We restricted our search to studies that reported relative risk greater than 1.00, so, our focus was on ‘risk factor’ studies, usually of the observational type (e.g., case-control and cohort epidemiology). We also excluded studies reporting risk factors greater than 5.00. In total we ‘looked at’ (a computer program did the actual looking for us) almost 115000 studies that published measures of relative risk in their abstracts. This figure summarizes our results:
Each line is a time period, and the point estimates that comprise the lines are the proportion of studies by the class of relative risk (1, 1.01 – 2.00, 2.01 to 3.00 and so on). Relative risk is an important metric in health research, and particularly epidemiology. Put simply, a relative risk of 1 (or very near 1) suggest little to no association between risk factor and the outcome of study (illness, disease, etc.). As the measure gets further from 1, the association between risk factor and health outcome gets stronger.
The figure suggests that over time, studies are reporting smaller and smaller measures of relative risk. The weak effect studies (1.01 to 2.00) were roughly 10% more common in 2010 than in 1995, and strong effect studies (between 4.01 and 5.00) were about 7% more common in 1995 than 2010.

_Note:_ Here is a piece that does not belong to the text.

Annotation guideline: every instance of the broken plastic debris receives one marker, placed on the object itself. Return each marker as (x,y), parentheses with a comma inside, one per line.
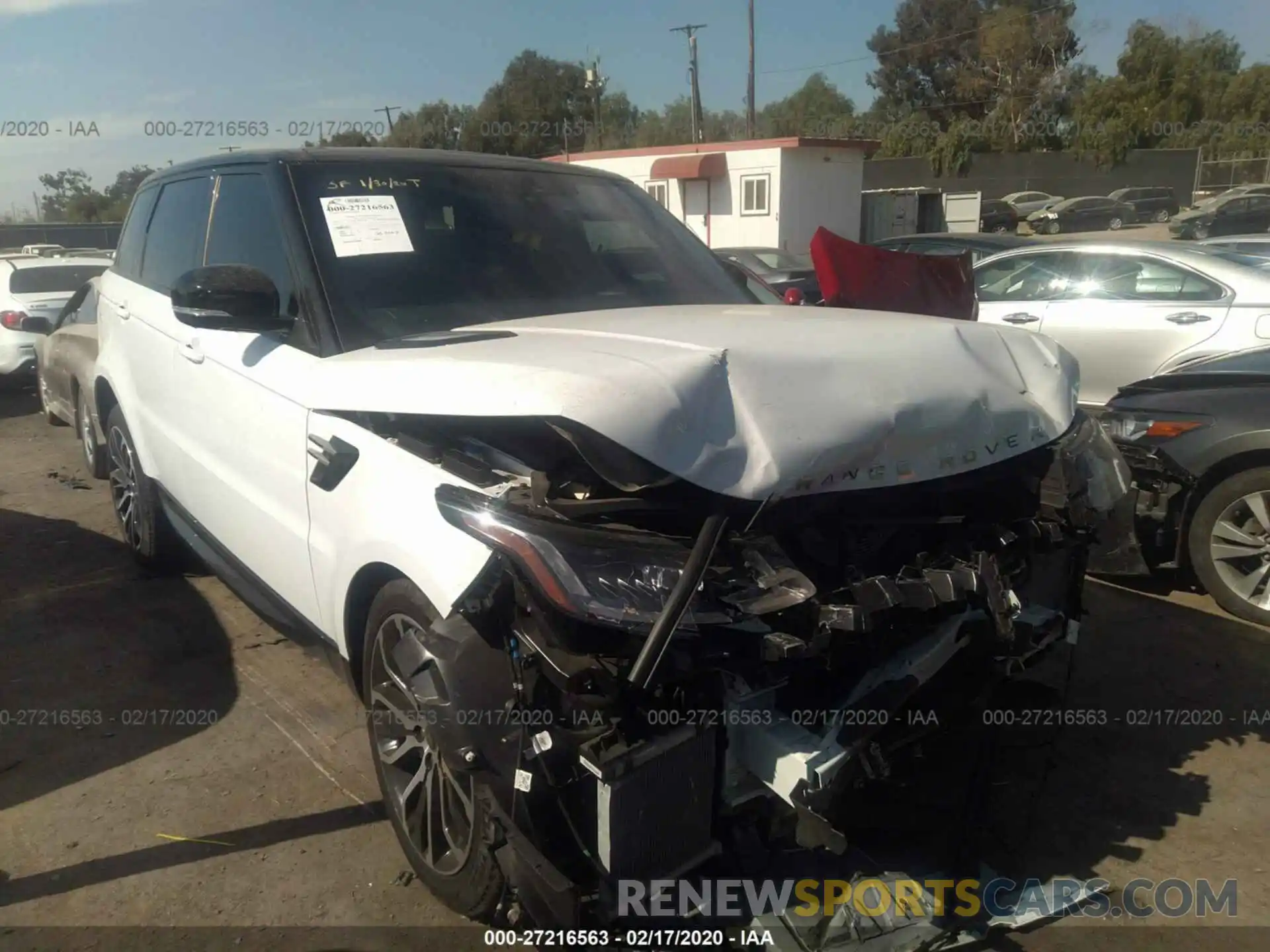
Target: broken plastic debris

There are many possible explanations for this trend, some which seem very unlikely–like a publication bias towards weaker effect sizes–but this analysis is too cursory to draw any serious conclusions. My favoured interpretations are that 1) as the science gets better researchers discover that risk factors weren’t as risky as they first thought and 2) the most harmful risk factors have already been studied, so new research is forced to focus on increasingly less dangerous stuff.